Коля и Настя подъехали к своей даче всего за несколько минут до прихода машины из Южного. Ничего не подозревая об их приключениях, шофер Петя закричал:
— Да вы уже совсем готовы? Вот молодцы! А ваша мама сказала, что вы копухи!
Гроза прошла стороной. Где-то далеко на западе сверкали молнии, оттуда шли черные тучи, постепенно растворяясь в голубизне неба, словно кто-то там вверху закрашивал светлым серые блики, ползущие с запада. Еще стоял день, но в воздухе уже чувствовалась близость вечера. С реки потянуло сыростью.
Коля увидел связанные верхушки удилищ, медленно двигающиеся над оградой: это шел на вечернюю зорьку Титов-рыбак. Коля побежал к калитке.
— Пошли? — предложил Титов.
— Сейчас, удочки захвачу.
Они идут к реке, говоря о том о сем. О том, что жаль, нет дождика: в дождик лучше ловится. О том, что свежий мотыль на исходе. О том, что сосед поймал — вот диво! — леща на блесну. Есть вот лещи-хищники!
Коля смотрит на крупно вырезанный профиль своего спутника и видит Титова в том, другом его облике, настороженного, меряющего глазами Неширокие брусья высоко над мелкой рекой… И слышит тот молчаливый их разговор. Но он ничего обо всем этом не говорит. Ничего не вспоминает. И вообще ничего особенного они не говорят. Но Коле кажется, что это у них и есть настоящий мужской разговор.
Обвал

Эта девочка боялась высоты. Боялась, и все тут.

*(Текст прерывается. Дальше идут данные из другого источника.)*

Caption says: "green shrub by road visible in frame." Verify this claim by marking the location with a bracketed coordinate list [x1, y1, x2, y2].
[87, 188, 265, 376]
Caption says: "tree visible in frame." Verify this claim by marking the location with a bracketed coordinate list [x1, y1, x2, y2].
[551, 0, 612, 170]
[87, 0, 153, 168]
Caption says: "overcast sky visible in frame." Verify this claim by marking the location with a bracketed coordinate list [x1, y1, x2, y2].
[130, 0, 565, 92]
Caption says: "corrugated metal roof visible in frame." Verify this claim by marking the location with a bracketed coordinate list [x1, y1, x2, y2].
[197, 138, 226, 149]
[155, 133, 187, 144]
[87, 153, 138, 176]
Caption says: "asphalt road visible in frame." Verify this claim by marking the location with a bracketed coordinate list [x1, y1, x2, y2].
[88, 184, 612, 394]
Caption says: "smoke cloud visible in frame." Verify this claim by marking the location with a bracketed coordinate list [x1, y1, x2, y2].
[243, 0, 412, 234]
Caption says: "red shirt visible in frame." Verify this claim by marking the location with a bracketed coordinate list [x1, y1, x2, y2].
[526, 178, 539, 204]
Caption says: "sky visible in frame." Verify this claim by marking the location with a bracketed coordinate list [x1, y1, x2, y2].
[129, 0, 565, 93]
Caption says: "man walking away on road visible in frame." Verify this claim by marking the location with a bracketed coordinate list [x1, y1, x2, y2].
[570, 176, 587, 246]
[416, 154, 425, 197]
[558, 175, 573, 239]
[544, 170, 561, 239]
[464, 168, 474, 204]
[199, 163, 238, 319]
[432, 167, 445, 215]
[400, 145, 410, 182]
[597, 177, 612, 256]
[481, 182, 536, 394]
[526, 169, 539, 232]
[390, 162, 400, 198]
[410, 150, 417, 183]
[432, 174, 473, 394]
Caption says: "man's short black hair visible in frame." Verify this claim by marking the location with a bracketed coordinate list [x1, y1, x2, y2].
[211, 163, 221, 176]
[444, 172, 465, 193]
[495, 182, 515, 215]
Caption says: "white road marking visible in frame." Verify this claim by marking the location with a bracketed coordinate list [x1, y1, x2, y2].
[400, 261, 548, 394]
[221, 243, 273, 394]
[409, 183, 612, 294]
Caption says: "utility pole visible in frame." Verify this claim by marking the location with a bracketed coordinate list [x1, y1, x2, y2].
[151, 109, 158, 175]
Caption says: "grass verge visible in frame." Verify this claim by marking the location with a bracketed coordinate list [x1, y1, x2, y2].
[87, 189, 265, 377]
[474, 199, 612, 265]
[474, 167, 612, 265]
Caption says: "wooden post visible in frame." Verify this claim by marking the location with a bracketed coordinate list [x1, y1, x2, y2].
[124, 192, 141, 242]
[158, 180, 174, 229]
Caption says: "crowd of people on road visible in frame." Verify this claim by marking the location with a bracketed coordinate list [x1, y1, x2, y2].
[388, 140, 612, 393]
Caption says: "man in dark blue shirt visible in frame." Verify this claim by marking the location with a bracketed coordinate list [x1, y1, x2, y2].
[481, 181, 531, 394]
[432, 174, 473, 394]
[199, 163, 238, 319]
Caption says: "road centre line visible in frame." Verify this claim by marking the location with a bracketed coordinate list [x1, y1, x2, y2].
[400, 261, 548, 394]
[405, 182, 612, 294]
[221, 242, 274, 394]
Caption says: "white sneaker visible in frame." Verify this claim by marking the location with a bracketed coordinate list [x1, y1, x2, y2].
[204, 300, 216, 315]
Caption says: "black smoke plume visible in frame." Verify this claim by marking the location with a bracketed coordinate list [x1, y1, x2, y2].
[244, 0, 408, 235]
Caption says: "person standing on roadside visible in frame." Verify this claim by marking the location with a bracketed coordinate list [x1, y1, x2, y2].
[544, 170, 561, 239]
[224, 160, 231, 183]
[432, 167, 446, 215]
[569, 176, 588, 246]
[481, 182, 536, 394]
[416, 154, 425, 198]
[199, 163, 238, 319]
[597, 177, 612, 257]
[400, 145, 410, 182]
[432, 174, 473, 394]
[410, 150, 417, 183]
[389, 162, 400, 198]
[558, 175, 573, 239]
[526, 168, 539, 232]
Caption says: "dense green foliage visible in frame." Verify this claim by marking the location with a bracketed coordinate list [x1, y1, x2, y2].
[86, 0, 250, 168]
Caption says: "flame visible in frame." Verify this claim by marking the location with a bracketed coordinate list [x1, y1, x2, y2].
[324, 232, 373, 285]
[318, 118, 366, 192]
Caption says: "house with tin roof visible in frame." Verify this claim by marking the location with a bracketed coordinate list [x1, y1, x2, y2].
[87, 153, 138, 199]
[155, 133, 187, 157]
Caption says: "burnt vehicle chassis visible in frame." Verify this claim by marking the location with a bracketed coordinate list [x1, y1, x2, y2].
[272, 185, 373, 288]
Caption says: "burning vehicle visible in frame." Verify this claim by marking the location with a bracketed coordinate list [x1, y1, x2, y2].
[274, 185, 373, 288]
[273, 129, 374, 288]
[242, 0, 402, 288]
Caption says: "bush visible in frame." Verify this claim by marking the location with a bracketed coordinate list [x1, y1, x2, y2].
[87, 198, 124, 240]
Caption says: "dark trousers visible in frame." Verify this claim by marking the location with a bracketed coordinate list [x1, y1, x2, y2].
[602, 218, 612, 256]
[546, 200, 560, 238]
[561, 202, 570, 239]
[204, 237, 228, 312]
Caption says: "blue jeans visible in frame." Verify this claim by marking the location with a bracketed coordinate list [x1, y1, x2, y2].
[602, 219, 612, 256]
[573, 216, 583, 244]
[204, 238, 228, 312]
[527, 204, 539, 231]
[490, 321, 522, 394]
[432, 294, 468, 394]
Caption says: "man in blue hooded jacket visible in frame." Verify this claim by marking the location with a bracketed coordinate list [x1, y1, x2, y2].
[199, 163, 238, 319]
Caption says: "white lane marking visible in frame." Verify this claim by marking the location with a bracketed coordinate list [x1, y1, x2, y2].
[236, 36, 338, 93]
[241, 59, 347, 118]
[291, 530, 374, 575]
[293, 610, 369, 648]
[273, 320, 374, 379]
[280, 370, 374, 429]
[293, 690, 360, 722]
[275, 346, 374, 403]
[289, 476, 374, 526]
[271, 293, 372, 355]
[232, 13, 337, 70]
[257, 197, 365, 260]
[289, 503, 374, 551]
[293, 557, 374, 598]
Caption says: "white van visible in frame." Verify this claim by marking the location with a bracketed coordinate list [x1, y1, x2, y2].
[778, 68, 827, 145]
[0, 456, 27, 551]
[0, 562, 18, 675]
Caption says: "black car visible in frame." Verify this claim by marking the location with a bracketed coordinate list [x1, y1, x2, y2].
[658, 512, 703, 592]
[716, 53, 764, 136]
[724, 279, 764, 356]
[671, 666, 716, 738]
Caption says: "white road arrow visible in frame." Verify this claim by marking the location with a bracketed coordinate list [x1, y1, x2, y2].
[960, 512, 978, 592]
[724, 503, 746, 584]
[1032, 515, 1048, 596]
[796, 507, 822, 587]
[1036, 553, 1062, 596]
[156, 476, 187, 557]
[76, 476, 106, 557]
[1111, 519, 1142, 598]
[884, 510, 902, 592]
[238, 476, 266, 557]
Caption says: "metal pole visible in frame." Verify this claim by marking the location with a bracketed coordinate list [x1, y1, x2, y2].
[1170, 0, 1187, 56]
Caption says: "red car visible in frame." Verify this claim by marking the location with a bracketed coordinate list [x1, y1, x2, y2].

Но выяснилось это не сразу — вот что было ужасно. Сначала Халима, не чуя беды, ввязалась в это дело — подготовку к прыжкам. Она в самом деле хотела стать парашютисткой. Почему бы нет? Она отлично занималась легкой атлетикой, бегала, плавала. Не то чтобы рекордсменка, но не хуже других. И, когда стали записывать в кружок парашютизма, она записалась тоже.
И пошло, и пошло… Учили сперва на земле. Наука была нехитрая. Тебя усаживают на петлю, болтающуюся на крюке, вбитом в потолок. Ты сидишь в этой петле довольно высоко над полом и делаешь руками и ногами всякие движения. Руками надо регулировать падение, разбирая и подтягивая стропы сообразно направлению ветра, чтобы не сдуло с курса. Ноги следует согнуть в коленях, носки чтобы смотрели вниз, — это ослабит толчок при встрече с землей. Еще надо уметь быстро и ловко избавиться от парашюта при приземлении… Словом, там в воздухе столько работы, что некогда пугаться.
В воздухе! Доберись-ка до этого воздуха!
Начались прыжки с вышки.
— По-шел! — коротко и резко командует инструктор.
Но Халима ни с места!
Она чувствует, как дышит ей в затылок следующий по очереди. И только что плавно оттолкнулась ногами от площадки Нора Зурабова.
Халима ни с места.
Все внизу, в голубом мареве, вертится, плывет, грозится, страшит…
И от отчаяния, от слабости, от стыда… она делает шаг вперед.
— Я не могу прыгать… Не могу, я боюсь высоты, — плача, говорит она уже на земле.